Let us recall some important definitions. Let {1\leq p\leq \infty} and {k\in\mathbb{Z}_{+}}, a function {f} lies in Sobolev spaces {L^{p}_k(\mathbb{R}^{n})} if for every {\gamma\in (\mathbb{N}\cup\{0\})^n} with {\vert \gamma\vert\leq k} there exists {g_{\gamma}\in L^{p}(\mathbb{R}^{n}) } such that

\displaystyle \int_{\mathbb{R}^{n}}f(x)D^{\gamma}\varphi(x)dx= (-1)^{\vert \gamma\vert}\int_{\mathbb{R}^{n}}g_{\gamma}(x)\varphi(x)dx, \;\;\; \forall\varphi\in C^{\infty}_{0}(\mathbb{R}^{n}). \ \ \ \ \ (5)

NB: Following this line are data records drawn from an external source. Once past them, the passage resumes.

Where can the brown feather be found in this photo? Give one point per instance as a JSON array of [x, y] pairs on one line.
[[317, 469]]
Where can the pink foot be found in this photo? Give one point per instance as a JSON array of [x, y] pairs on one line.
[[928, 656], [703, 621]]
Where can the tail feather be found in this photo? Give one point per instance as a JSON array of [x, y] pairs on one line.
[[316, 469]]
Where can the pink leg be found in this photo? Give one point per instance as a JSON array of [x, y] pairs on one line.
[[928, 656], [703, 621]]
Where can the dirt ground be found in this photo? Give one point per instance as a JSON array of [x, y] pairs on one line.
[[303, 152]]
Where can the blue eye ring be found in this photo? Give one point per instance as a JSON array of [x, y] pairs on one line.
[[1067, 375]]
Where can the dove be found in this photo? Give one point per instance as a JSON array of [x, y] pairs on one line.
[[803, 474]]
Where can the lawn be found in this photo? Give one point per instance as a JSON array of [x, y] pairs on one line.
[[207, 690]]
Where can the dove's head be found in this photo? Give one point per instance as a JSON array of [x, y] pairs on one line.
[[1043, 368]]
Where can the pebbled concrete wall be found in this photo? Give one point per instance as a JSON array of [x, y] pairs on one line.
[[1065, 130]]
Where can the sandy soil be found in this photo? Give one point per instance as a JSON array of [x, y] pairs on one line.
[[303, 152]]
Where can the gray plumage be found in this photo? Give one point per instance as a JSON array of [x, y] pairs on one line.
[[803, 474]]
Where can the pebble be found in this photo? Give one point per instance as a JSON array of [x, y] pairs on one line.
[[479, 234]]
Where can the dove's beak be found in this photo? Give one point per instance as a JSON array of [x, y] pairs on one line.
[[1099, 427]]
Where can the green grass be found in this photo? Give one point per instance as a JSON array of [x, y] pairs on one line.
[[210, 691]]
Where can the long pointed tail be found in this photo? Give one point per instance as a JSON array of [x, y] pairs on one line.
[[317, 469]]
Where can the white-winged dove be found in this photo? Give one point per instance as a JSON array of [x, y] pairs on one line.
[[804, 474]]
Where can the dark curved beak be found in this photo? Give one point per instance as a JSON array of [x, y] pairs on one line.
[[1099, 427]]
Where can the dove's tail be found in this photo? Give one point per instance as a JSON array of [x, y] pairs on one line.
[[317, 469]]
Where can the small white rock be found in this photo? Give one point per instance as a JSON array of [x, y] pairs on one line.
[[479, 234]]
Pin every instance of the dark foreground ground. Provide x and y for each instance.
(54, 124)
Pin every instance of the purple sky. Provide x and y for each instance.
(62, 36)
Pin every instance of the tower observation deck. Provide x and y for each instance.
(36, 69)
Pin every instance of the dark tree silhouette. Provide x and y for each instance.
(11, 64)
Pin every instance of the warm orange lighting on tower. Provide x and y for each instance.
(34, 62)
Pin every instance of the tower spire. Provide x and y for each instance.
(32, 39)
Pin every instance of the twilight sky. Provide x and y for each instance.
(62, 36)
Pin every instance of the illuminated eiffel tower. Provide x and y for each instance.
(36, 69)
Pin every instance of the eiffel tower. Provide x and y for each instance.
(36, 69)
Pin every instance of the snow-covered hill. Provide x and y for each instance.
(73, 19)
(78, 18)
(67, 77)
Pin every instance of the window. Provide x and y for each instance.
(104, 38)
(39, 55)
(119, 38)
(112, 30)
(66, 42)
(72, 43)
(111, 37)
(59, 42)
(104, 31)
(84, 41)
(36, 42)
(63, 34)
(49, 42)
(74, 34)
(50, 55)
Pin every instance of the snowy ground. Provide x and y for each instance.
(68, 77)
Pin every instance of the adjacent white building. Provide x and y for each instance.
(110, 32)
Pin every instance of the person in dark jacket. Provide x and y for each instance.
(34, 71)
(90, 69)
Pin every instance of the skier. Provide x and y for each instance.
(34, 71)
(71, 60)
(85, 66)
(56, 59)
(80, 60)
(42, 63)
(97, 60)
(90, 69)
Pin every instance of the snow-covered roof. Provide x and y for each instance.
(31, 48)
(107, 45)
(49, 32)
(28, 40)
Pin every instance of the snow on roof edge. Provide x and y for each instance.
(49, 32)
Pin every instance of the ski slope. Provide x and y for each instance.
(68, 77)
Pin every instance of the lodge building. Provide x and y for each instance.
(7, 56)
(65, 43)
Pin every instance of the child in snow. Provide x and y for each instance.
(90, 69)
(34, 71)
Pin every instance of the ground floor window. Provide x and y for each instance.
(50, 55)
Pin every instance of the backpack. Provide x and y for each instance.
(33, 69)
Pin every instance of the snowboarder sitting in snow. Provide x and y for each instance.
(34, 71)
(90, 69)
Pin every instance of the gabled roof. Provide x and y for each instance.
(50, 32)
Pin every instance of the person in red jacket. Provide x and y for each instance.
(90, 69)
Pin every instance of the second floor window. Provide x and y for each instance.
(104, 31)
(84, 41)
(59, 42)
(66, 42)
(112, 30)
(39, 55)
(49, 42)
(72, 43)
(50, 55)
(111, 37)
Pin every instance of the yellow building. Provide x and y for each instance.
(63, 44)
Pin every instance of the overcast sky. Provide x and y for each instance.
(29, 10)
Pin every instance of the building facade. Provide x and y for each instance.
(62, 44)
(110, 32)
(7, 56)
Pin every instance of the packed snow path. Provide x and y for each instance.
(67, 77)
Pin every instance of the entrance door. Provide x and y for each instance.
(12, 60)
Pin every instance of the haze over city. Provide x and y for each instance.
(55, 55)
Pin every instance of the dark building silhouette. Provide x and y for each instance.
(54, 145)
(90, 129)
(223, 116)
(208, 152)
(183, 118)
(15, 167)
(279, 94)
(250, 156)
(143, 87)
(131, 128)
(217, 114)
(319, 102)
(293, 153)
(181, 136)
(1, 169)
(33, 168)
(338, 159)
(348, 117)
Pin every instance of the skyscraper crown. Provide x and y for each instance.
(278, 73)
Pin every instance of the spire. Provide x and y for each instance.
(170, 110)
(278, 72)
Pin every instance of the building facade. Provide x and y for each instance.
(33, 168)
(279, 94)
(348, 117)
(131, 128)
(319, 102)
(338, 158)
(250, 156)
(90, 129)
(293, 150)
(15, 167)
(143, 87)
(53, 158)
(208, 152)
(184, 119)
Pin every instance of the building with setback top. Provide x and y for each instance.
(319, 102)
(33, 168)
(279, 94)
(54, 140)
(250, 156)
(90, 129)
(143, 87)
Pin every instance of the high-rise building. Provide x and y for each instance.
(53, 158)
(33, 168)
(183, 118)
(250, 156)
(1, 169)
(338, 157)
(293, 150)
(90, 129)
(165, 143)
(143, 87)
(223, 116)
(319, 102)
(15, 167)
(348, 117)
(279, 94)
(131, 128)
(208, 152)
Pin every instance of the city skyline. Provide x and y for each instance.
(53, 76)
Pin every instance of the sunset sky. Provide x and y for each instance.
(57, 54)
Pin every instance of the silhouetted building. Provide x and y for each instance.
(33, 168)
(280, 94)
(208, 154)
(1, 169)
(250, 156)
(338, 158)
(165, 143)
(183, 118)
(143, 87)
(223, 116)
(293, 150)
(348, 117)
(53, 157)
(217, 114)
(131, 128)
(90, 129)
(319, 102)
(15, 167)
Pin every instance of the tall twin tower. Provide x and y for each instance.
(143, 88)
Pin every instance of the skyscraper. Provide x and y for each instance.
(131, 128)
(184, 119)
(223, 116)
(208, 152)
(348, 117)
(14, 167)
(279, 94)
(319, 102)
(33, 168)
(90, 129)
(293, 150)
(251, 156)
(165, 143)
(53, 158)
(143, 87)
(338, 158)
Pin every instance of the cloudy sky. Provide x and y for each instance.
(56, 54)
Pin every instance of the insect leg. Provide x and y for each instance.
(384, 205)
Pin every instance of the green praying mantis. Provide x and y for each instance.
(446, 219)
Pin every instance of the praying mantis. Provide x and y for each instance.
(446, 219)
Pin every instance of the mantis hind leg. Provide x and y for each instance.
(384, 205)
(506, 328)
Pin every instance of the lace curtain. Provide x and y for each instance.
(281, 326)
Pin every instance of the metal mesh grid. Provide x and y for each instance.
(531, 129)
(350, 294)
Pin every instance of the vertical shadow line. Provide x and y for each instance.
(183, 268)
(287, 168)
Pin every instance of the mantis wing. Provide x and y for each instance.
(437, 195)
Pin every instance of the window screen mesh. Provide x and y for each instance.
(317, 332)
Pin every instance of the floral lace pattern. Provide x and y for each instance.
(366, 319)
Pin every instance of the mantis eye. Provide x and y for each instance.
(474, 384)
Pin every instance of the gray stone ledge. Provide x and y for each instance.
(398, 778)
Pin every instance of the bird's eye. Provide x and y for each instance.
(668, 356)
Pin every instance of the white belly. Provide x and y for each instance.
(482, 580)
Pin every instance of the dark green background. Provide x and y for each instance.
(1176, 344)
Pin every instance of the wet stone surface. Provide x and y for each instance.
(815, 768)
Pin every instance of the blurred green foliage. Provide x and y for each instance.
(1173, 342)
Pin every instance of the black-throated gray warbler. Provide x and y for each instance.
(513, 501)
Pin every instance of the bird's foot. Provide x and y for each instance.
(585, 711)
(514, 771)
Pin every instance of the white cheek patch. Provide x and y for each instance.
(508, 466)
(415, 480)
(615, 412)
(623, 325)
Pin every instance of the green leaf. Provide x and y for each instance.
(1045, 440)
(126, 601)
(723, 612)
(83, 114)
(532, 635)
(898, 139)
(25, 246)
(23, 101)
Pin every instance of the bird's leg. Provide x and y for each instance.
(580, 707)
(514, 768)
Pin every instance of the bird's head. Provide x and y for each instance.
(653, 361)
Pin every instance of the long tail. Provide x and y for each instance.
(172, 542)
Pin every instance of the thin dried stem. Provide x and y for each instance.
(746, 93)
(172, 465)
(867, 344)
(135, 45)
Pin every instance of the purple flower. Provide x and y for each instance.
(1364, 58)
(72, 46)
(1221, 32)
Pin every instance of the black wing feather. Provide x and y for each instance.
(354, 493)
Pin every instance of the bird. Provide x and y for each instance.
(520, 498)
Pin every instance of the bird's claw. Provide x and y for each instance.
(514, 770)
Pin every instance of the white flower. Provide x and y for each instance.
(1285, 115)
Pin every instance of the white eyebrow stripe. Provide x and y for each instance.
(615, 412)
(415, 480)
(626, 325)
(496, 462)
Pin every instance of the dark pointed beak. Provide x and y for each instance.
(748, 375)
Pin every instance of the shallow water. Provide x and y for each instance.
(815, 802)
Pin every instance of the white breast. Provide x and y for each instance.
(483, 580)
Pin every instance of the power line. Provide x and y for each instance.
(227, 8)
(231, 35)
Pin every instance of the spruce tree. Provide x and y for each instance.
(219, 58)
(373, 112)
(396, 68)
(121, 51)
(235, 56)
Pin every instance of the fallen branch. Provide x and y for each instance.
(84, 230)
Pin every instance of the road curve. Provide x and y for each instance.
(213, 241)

Here, we use the standard notations

\displaystyle \begin{array}{rcl} \vert \gamma\vert=\sum_{i=1}^{n}\gamma_i \text{ and } D^{\gamma}\varphi=\frac{\partial^{\vert\gamma\vert} \varphi}{\partial^{\gamma_1} _{x_1}\partial^{\gamma_2} _{x_2}\cdots \partial^{\gamma_n} _{x_n}} \end{array}

and we say that {g_{\gamma}} is the derivative of {f} in distribution sense (more precisely in {\mathcal{D}'(\mathbb{R}^{n})}) and we write {D^{\gamma}f=g_{\gamma}} in {\mathcal{D}'(\mathbb{R}^{n})} to mean (5). The space {L^p_k} equipped with the norm

\displaystyle \begin{array}{rcl} \vert f\vert_{L^p_k}=\sum_{\vert\gamma\vert\leq k}\vert D^{\gamma}f\vert_{L^p} \end{array}

is a Banach space. Also, notice that Sobolev spaces {L^{2}_k(\mathbb{R}^{n})} coincide with inhomogeneous fractional Sobolev spaces {L^{2}_a(\mathbb{R}^{n})} because of the norm equivalence

\displaystyle \begin{array}{rcl} \vert f\vert_{L^2_k}^2&\approx&\sum_{\vert\gamma\vert\leq k}\vert D^{\gamma}f\vert_{L^2}^2=\sum_{\vert\gamma\vert\leq k}\vert \xi^{\gamma}\widehat{f}\vert_{L^2}^2\\ &=&\int_{\mathbb{R}^{n}} \sum_{\vert\gamma\vert\leq k}\vert\xi^{2\gamma}\vert \vert\widehat{f}(\xi)\vert^2d\xi\\ &\approx& \int_{\mathbb{R}^{n}} (1+\vert\xi\vert^2)^{k}\vert\widehat{f}(\xi)\vert^2d\xi= \Vert f\Vert _{L^2_k}^{2}. \end{array}

It follows that

\displaystyle \begin{array}{rcl} \Vert \widehat{\psi}_{j}\sigma\Vert_{L^2_k}=\Vert \sigma(2^{j}\cdot)\widehat{\psi}\Vert_{L^2_k}=\sum_{\vert\gamma\vert \leq k}\vert D^{\gamma}(\sigma(2^{j}\cdot)\widehat{\psi})\vert_{L^2}. \end{array}

Using Leibniz’s formula we written the term {D^{\gamma}} as

\displaystyle \begin{array}{rcl} D^{\gamma}(\sigma(2^{j}\cdot)\widehat{\psi})=\sum_{\vert \nu\vert\leq\vert \gamma\vert}\binom{\nu}{\gamma}(D^{\nu}\sigma(2^{j}\cdot))(D^{\gamma-\nu}\widehat{\psi}). \end{array}

By observing that {\vert D^{\gamma-\nu}\widehat{\psi}\vert\leq C} on {supp(\widehat{\psi})\subset \{\xi\,:\, 1/2\leq \vert\xi\vert\leq2\}} and zero otherwise, we get

\displaystyle \Vert \widehat{\psi}_{j}\sigma\Vert_{L^2_k}\leq C\sum_{\vert\gamma\vert \leq k}\sum_{\vert \nu\vert\leq\vert \gamma\vert}C_{\gamma,\nu}\vert D^{\nu}\sigma(2^{j}\cdot)\vert_{L^2(\{\xi\,:\,\frac{1}{2}< \vert\xi\vert<2\})}. \ \ \ \ \ (6)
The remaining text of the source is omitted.